La cité de Thuringe est choisie parce qu’elle symbolise l’« esprit allemand ». Weimar est aussi le nom de la capitale morale et culturelle de l’Allemagne.

Sa réputation intellectuelle date du XVIIIe siècle. La duchesse de Saxe-Weimar-Eisenach, Anna Amelia (1737-1809), de la maison Brunscwick-Wolffenbuttel, attire les grands créateurs dans sa ville déjà fréquentée par Jean-Sébastien Bach, d’abord le poète Christoph Martin Wieland en 1772, comme précepteur de ses fils, puis Goethe, Herder et Schiller.
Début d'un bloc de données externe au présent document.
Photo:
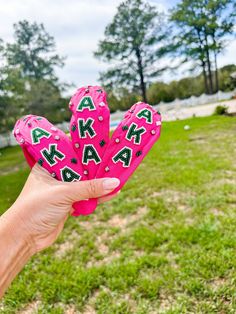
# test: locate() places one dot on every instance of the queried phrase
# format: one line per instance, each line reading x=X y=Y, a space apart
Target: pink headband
x=91 y=154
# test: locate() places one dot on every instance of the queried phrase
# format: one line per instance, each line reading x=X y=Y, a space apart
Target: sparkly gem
x=73 y=128
x=102 y=143
x=73 y=160
x=40 y=161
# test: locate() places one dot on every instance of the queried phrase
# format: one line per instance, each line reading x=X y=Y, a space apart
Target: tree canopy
x=132 y=43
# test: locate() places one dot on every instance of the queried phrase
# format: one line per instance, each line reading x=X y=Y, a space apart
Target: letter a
x=146 y=114
x=37 y=134
x=135 y=133
x=90 y=153
x=69 y=175
x=86 y=102
x=86 y=127
x=51 y=154
x=124 y=155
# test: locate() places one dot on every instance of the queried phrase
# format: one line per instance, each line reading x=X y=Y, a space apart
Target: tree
x=34 y=51
x=28 y=83
x=132 y=44
x=200 y=31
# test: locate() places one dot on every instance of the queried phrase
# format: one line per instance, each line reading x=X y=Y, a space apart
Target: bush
x=221 y=110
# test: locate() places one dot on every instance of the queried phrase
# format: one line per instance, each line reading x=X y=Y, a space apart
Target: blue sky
x=77 y=25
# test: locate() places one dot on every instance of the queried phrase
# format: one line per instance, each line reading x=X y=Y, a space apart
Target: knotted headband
x=90 y=154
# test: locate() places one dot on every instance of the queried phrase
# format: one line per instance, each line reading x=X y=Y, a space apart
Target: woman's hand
x=45 y=203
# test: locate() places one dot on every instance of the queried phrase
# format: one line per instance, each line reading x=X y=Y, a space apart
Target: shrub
x=221 y=110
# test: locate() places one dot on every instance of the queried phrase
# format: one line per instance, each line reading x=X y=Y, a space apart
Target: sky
x=77 y=26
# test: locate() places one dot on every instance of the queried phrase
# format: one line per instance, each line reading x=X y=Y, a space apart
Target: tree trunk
x=141 y=76
x=205 y=77
x=209 y=65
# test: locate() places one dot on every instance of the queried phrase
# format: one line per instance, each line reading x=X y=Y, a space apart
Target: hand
x=45 y=203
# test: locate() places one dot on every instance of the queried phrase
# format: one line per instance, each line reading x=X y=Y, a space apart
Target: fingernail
x=111 y=183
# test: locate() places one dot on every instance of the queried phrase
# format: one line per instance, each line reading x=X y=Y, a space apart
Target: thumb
x=91 y=188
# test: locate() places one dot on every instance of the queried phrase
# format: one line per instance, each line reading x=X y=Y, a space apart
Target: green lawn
x=166 y=244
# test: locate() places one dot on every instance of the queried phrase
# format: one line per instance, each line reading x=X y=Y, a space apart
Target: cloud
x=77 y=26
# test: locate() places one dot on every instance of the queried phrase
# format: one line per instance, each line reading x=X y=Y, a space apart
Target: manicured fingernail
x=111 y=183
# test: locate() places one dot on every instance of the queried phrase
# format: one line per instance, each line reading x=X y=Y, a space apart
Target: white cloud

La renommée weimarienne s’étend ensuite avec les séjours de Wagner, List et Nietzsche (les archives du philosophe s’y trouvent encore), mais aussi Rudolf Steiner ou Richard Strauss.

Les nazis vont aussi vouloir profiter de cette aura. Ils y organisent en 1926 le premier congrès de leur parti, refondé après la crise du putsch raté de Munich puis un autre grand rassemblement national s’y tient dix ans plus tard.

La dictature y installe aussi son Gauleiter de la région de Thuringe. Un quartier administratif (le Gauforum) conçu dans le style néoclassique, en partie construit à partir de 1936, occupe encore le centre historique. Le complexe austère délimitait la Adolf Hitler Platz, devenue la Karl-Marx-Platz dans l’Allemagne de l’Est et maintenant la Jorge-Semprun-Platz.

L’écrivain espagnol (1923-2011) est interné tout près, à Buchenwald, à partir de 1943. Le camp voisin de la ville va emprisonner environ 250 000 détenus entre 1937 et 1945. Un détenu sur cinq va y périr. L’exposition Die Zeugen (les témoins) du photographe weimarois Thomas Müller propose cet été des portraits de rares anciens détenus toujours vivants ou décédés pendant la réalisation du projet. Les photos de grands formats sont disposées sur le parcours entre la gare et les pelouses de l’ancien Gauforum.

Le nom de Weimar est donc aussi entaché par celui de Buchenwald. Le camp occupe la colline d’Ettersberg où se trouve la couche calcinée d’un vieux chêne à l’ombre duquel Goethe aimait méditer. Le portail d’entrée porte l’inscription Jedem das Seine (À chacun son dû) lisible de l’intérieur du site et non l’infâme Arbeit Macht Frei de plusieurs autres camps. La graphie est de Franz Ehrlich architecte formé au Bauhaus de Dessau, emprisonné pour activité communiste. Il a subtilement utilisé le Bauhaus-Schrift, un lettrage crée par l’école de l’art considéré comme dégénéré par les nazis.

La ville fortement négligée par l’ancienne RDA et les troupes soviétiques stationnées en permanence a retrouvé une bonne part de ses splendeurs d’antan grâce à des investissements massifs. Ils ont permis de restaurer la plupart des sites historiques et culturels (la maison natale de Goethe, la bibliothèque de la duchesse Anna Amalia, le théâtre national où a été adoptée la république de Weimar) et d’ériger le nouveau musée Bauhaus, sur le site d’une ancienne station-service qui distribuait l’essence aux Trabants.